In an Illinois Senate committee hearing yesterday on raising the minimum wage, a witness tried to describe research indicating that, while relatively skilled, secure workers benefit from a higher wage, the unskilled, most vulnerable often lose their jobs entirely. What the witness tried to describe is actually a lengthy compilation of all major research on the minimum wage — dozens of studies done here and around the world, which are not consistent on all points.

 

The compilation is in a 155 page report completed by the National Bureau of Economic Research (the NBER). As you probably know if you follow big economic issues, and as you would hope is known by your representatives who vote on them, NBER is among the most respected, non-partisan groups of economists around.
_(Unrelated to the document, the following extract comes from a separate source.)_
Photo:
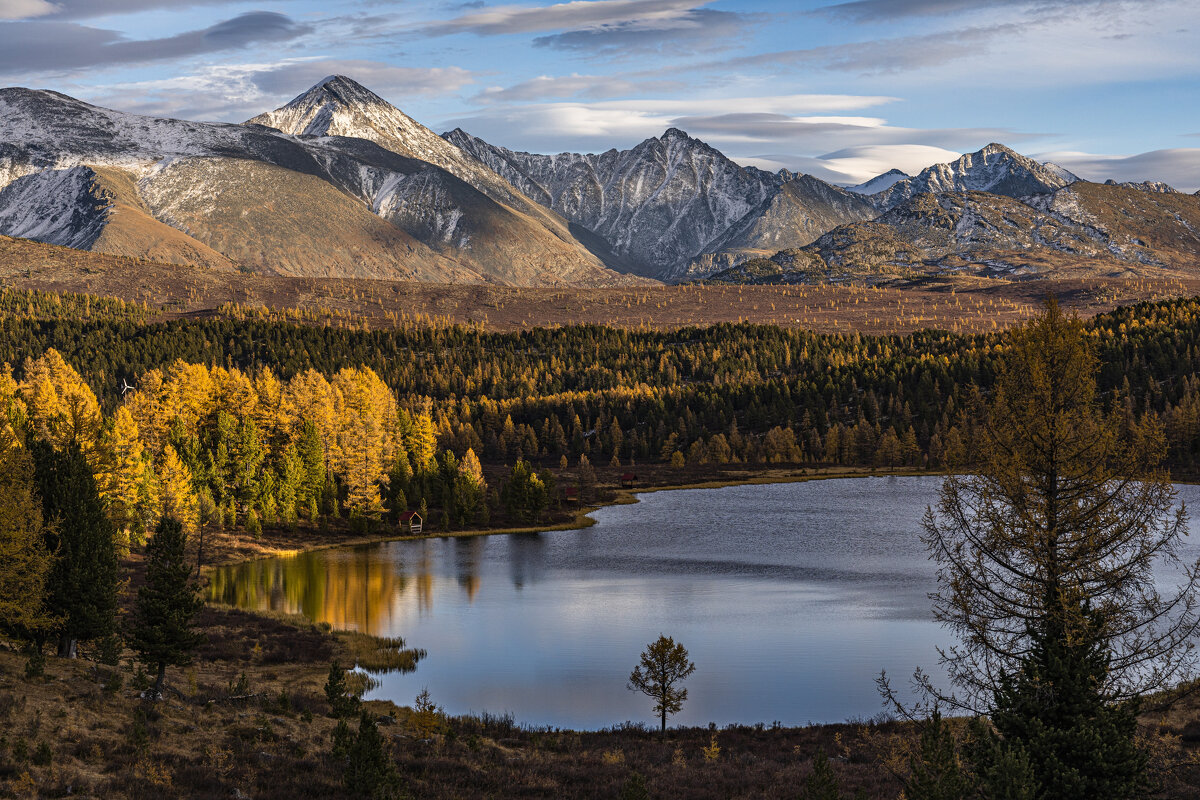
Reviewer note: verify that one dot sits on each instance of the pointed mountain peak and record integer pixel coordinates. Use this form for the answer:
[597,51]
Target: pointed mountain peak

Its researchers have included 13 past chairman of the President’s Council of Economic Advisers and 24 Nobel Prize Winners in Economics. They have included Democrats and liberals like Paul Krugman, Austan Goolsby, Joseph Stiglitz and plenty of others.

 

The NBIR paper says, “the studies that focus on the least-skilled groups provide relatively overwhelming evidence of stronger disemployment effects for these groups.”

 

But what happens when you try to tell that to a champion of the underprivileged intent on capitalizing on the popularity of raising the minimum wage?  Arrogance, rudeness and willful ignorance.

 

Listen to Senator Don Harmon (D-Oak Park) and judge for yourself. That’s his voice you here through most of the video. The initial question is from a different senator, Terry Link (D-Waukegan) but the rest is Harmon.

 

 

Nope, never heard of NBER. But what’s astonishing is Harmon’s claim, made twice, that he’s never seen “any credible economic research that a modest increase in the minimum wage does anything other than help spur economic growth and help the economy.” Really? Haven’t spent even 30 seconds on Google, which would turn up that research? Never took Econ 101?  Senator Harmon in fact has an MBA from the University of Chicago, so let’s just say there’s an issue of, um, honesty in his claim.

 

This isn’t about whether the minimum wage should be raised. Reasonable people differ about that, as do economists (though the NBIR says “among the papers we view as providing the most credible evidence, almost all point to negative employment effects”).

 

Instead, this is about willful indifference to genuine questions raised by evidence.

 

Personally, I have always thought the minimum wage is pretty much a wash, looking at it just from the standpoint of the poor — better wages for some but zero wages for others — so I’ve never had a strong opinion about it.

 

But I do have a strong opinion about this: Senator Harmon and plenty of others on the minimum wage bandwagon don’t give a darn about the evidence.